Now comes the project stage with the goal of further clarifying the outcomes and objectives identified in the previous stages. In this stage, testing your initiative, project, or decision through rigorous scenario analysis can reveal hidden ramifications to various aspects of your organization. To get you started, consider the following scenarios:

Collaboration scenarios

Develop a baseline or “most likely” scenario first, then create best-case and worst-case scenarios to stress test your prospective project, initiative, or decision. Developing and analyzing three scenarios will help your team and other stakeholders see other possible scenarios to explore.

Synario is known for its ability to help business leaders analyze an unlimited array of potential futures using patented scenario analysis technology. Synario’s micro and macro scenario manager keeps your what-if questions and overarching scenarios organized without needing to create new versions of a financial model. Users can change micro scenario elements like assumptions and formulas on the fly, allowing for fast sensitivity analysis during meetings or presentations. Alternatively, users can save different configurations of micro scenario elements into larger macro scenarios to quickly project different financial futures.

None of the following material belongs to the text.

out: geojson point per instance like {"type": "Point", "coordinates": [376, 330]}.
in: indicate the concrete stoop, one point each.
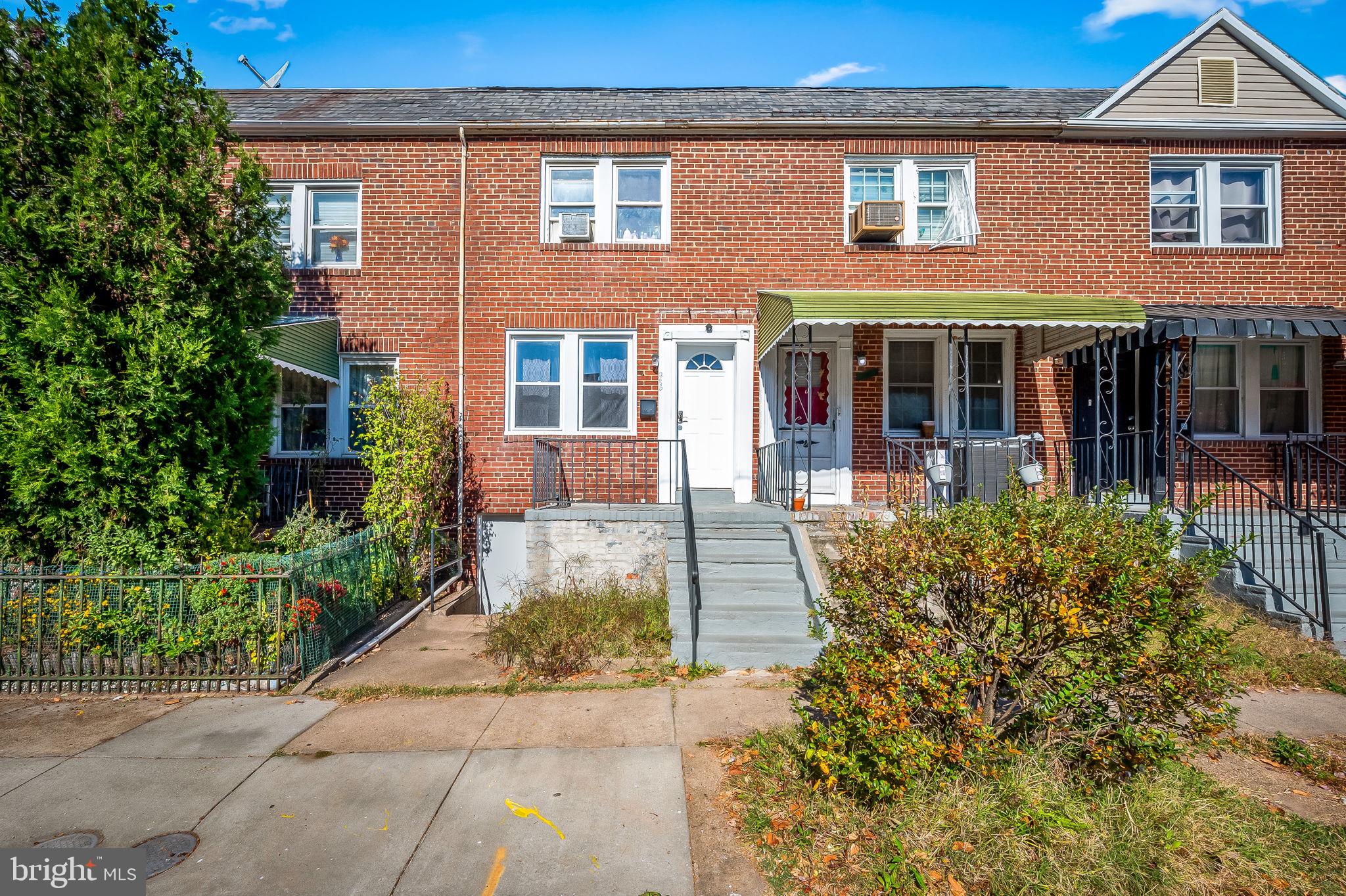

During the Project Stage, Synario’s micro and macro scenario manager can save finance teams valuable time in building and analyzing a variety of key financial scenarios.

Deciding Stage

When you eventually reach the deciding stage of a project, where you make the decision to move forward or step backward for further analysis, it is important to help your team remember the difference between consensus and agreement.

Groupthink is a common mistake many teams make, i.e. a solution is put forward and the rest of the team goes along with it not because it is the most optimal, but because they do not wish to go against the rest of the group. To that end, total team agreement is not necessarily the team goal, however, team consensus is the goal. Effective team consensus means that your team may not be in total alignment about specific aspects of your plan, however, every team member agrees that the plan effectively accomplishes the original goal.

After making a decision or reaching a consensus; you need to create an implementation plan. To make sure the plan moves forward, implement an accountability plan that effectively distributes and prioritizes tasks and responsibilities. communicating critical milestones to stakeholders and the organization as a whole can also cement the project, initiative, or decision into your organization’s strategic plan as well as hold your team accountable to individuals outside of its own members.

This is again where financial modeling software like Synario is useful as it enables you to build different user-specific dashboards that display important financial and strategic data points without the clutter or risk of managing and sharing complete spreadsheet-based financial models.

Collaborating with Colleagues decision

Collaborating with Colleagues – Summary

As you begin your collaborative project journey, you as a leader must assess the strengths and weaknesses of your team and assign informal roles. Then clarify the goals of the project by talking through objectives and potential roadblocks, both external and internal, with your team.

Throughout your planning process ask yourself, “what does a bad decision cost us?” A good financial modeling regime facilitates informed decision-making, allowing organizations to bypass the strategic and financial drawbacks of an unanticipated negative outcome on a mission-critical decision. By using tools like Synario, teams can spend less time arguing over under-analyzed future outcomes and more time efficiently coordinating resources to communicate and execute organizational goals.